At the beginning of the week, a staggering 63 nominees had been stalled in the Senate because one or more senators placed a hold on their nomination. In most cases, these holds have had nothing to do with the nominee's qualifications or even political views, and these nominees have already received broad, bipartisan support in the committee process.

Instead, many holds were motivated by a desire to leverage projects for a Senator's state or simply to frustrate progress. It is precisely these kinds of tactics that enrage the American people.

And so on Tuesday, I told Senator McConnell that if Republican senators did not release these holds, I would exercise my authority to fill critically-needed positions in the federal government temporarily through the use of recess appointments. This is a rare but not unprecedented step that many other presidents have taken. Since that meeting, I am gratified that Republican senators have responded by releasing many of these holds and allowing 29 nominees to receive a vote in the Senate.

While this is a good first step, there are still dozens of nominees on hold who deserve a similar vote, and I will be looking for action from the Senate when it returns from recess. If they do not act, I reserve the right to use my recess appointment authority in the future.


(Why 29? Either two get voted on today, or two got rejected by the Senate yesterday- that I don't know.)

The important points here are:

(1) Obama has, in this statement, essentially agreed NOT to use the recess appointment power during the coming two-week Presidents' Day recess.

(2) 63 - 29 = 34. That means Obama has, to all practical purposes, surrendered on getting up-or-down votes for over half his remaining appointees.

(3) And finally, Obama presents the recess appointment power as "a rare but not unprecedented step," when in reality it is absolutely nothing of the sort.

I generally have a low opinion of Ezra Klien over at the Washington Post, but this time he hits it right on the head:

As if to thank them, the White House promptly shot itself in the foot... At this point in his presidency, George W. Bush had made 10 recess appointments. Over the course of his presidency, he would make almost 200. Bill Clinton made about 150. In describing recess appointments as "a rare but not unprecedented step," Obama made it harder to actually make any, because he's defined the procedure -- which, unlike the hold, is a defined constitutional power of the president rather than a courtesy observed in the Senate -- as an extraordinary last-resort.

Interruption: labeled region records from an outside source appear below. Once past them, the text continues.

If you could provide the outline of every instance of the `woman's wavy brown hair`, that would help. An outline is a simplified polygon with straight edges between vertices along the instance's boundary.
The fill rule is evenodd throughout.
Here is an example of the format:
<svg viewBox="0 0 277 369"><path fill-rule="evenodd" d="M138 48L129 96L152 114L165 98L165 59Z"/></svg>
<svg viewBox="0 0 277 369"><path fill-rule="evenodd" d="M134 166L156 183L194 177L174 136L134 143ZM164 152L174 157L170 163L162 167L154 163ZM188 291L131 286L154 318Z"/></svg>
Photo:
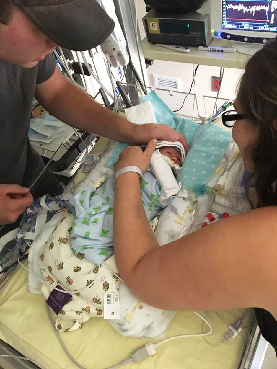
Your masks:
<svg viewBox="0 0 277 369"><path fill-rule="evenodd" d="M10 0L0 0L0 23L7 24L15 8L15 6Z"/></svg>
<svg viewBox="0 0 277 369"><path fill-rule="evenodd" d="M254 170L246 183L253 207L277 205L277 38L266 44L249 60L237 97L257 138L247 149ZM257 199L249 199L249 183L255 183Z"/></svg>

He also promised, later in the statement, that he wouldn't make any appointments this recess.

. . .

Worse, why explain the recess appointment as some sort of emergency measure? At what point does the administration accept that its success is dependent on finding ways to avoid being filibustered? Reconciliation can't be considered a nuclear option and recess appointments can't be saved for special cases. George W. Bush understood this and used reconciliation and recess appointments routinely in his first year. That meant it was no story when he used the processes for his next seven years. Obama is making the very consideration of these measures a story, which means any decision to actually use them will be a big deal and will make the president look like a bare-knuckle partisan.


And this, I think, is the nub of the matter. Barack Obama's version of rolling back the imperial presidency is NOT divesting the presidency of the unconstitutional power seized by George W. Bush and his predecessors of both parties. Instead, it's an attempt to yield more power to Congress- power to craft legislation, power to approve or reject executive branch officials, power to- in essence- determine the whole agenda of the federal government.

Put another way, Obama believes that a president should not be a leader. He's extremely loathe to take the initiative on ANYTHING, and he will go out of his way, even damaging or outright repudiating his proclaimed policy goals, to leave decision-making power to Congress...

... which has demonstrated, repeatedly, that it CANNOT lead, CANNOT make decisions.

Obama is acting as if he's still a US Senator.

We need a PRESIDENT.

And I don't think we've got one just now.